Planet Gets a Lemon as Global Car Industry Revs Up
WASHINGTON, D.C.—The world’s auto manufacturers produced a record 67 million vehicles in 2006, putting more cars on the road than ever before, according to a new Vital Signs Update from the Worldwatch Institute. While global production grew 4 percent last year, China increased its production by nearly 30 percent, overtaking Germany to become the third largest producer.
"America’s car addiction is becoming a global phenomenon with no sign of reversing,” says Worldwatch Senior Researcher Michael Renner, who authored the update. “This trend begs immediate and innovative transportation solutions to address the consumption of fossil fuels that is harming our climate.”
China’s rise represents the most dramatic change in the world auto industry, with production there more than quintupling in the last decade. Sales within China surpassed the 3 million mark in 2005, with nearly 9 million passenger cars on the country’s roads. While this is still a comparatively small fleet, it is likely to grow rapidly in coming years, and China is expected to become a major exporter within the next four years.
Traffic congestion, road accidents, air pollution, climate change, and peak oil are all challenges the world faces from car-centered transportation, according to the Institute’s State of the World 2007 report. On average, urban car travel uses nearly twice as much energy as urban bus travel.
Despite growing awareness of environmental impacts from burning fossil fuels, consumers have generally been slow to adopt more fuel-efficient vehicles. However, the rise in oil prices and concerns about climate change in recent years have spurred interest in more efficient vehicles, including low-emission diesels and hybrids. Toyota, the largest distributor of hybrid gasoline-electric cars, sold 312,500 hybrids in 2006 and expects to sell 430,000 in 2007. Dozens of new hybrid vehicle models are under development by Toyota and other companies.
Governments are increasingly eager to regulate fuel economy and carbon dioxide emissions. In the late 1990s, car manufacturers selling to the European Union voluntarily agreed to reduce carbon emissions to 140 grams per kilometer by 2008, but they have not yet come close to meeting this target. In response, the EU decided to impose mandatory limits requiring further cuts to 130 grams per kilometer. Meanwhile, California sued six of the world’s largest automakers over climate change, charging that greenhouse gases from their vehicles have caused billions of dollars in damages. China’s first national mandatory fuel economy standards went into force in July 2005, and a more stringent second phase will be introduced in January 2008.
In the United States, where the 2006 model year included the heaviest vehicles in three decades, the Senate passed an energy bill last week that includes an increase in average fuel economy from 25 to 35 miles per gallon for cars, SUVs, and pickup trucks by 2020.

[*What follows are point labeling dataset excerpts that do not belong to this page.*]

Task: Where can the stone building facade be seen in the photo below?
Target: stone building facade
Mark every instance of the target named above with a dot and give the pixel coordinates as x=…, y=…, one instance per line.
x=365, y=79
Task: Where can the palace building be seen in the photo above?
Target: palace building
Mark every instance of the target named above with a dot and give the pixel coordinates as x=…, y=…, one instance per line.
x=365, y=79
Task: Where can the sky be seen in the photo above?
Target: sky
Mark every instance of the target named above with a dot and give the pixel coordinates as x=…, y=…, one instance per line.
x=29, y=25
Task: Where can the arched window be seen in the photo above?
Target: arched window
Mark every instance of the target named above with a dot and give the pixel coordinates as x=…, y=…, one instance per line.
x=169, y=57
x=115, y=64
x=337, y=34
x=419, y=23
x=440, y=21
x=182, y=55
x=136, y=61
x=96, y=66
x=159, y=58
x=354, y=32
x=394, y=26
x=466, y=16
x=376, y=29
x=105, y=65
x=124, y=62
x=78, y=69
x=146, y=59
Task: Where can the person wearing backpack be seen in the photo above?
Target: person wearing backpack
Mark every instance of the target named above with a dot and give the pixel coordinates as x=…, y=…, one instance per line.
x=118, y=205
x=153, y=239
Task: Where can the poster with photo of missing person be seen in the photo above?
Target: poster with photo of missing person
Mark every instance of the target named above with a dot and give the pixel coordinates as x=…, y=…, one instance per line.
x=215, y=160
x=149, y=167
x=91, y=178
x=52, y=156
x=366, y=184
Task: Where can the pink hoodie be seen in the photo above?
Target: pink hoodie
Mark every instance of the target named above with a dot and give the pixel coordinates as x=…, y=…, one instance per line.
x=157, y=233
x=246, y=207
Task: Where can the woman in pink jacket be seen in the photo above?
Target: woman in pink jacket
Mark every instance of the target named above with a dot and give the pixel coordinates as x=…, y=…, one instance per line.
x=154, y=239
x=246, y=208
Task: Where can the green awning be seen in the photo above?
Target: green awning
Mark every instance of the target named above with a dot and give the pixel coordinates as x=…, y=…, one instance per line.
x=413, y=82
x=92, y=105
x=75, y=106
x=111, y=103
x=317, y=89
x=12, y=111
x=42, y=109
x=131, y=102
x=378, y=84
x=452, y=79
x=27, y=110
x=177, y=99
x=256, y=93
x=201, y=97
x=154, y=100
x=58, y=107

“With more cars on the road year after year, regulating auto fuel consumption and emissions alone is not a solution. What is truly needed is a transportation revolution,” says Renner. “Cities from Bogotá to London are decreasing their dependence on cars, and many more cities could follow their example. We need denser cities with better land-use practices and a commitment to public transportation.” Innovative transportation solutions, such as bus rapid transit and light rail, are already helping to green urban transportation, according to State of the World 2007.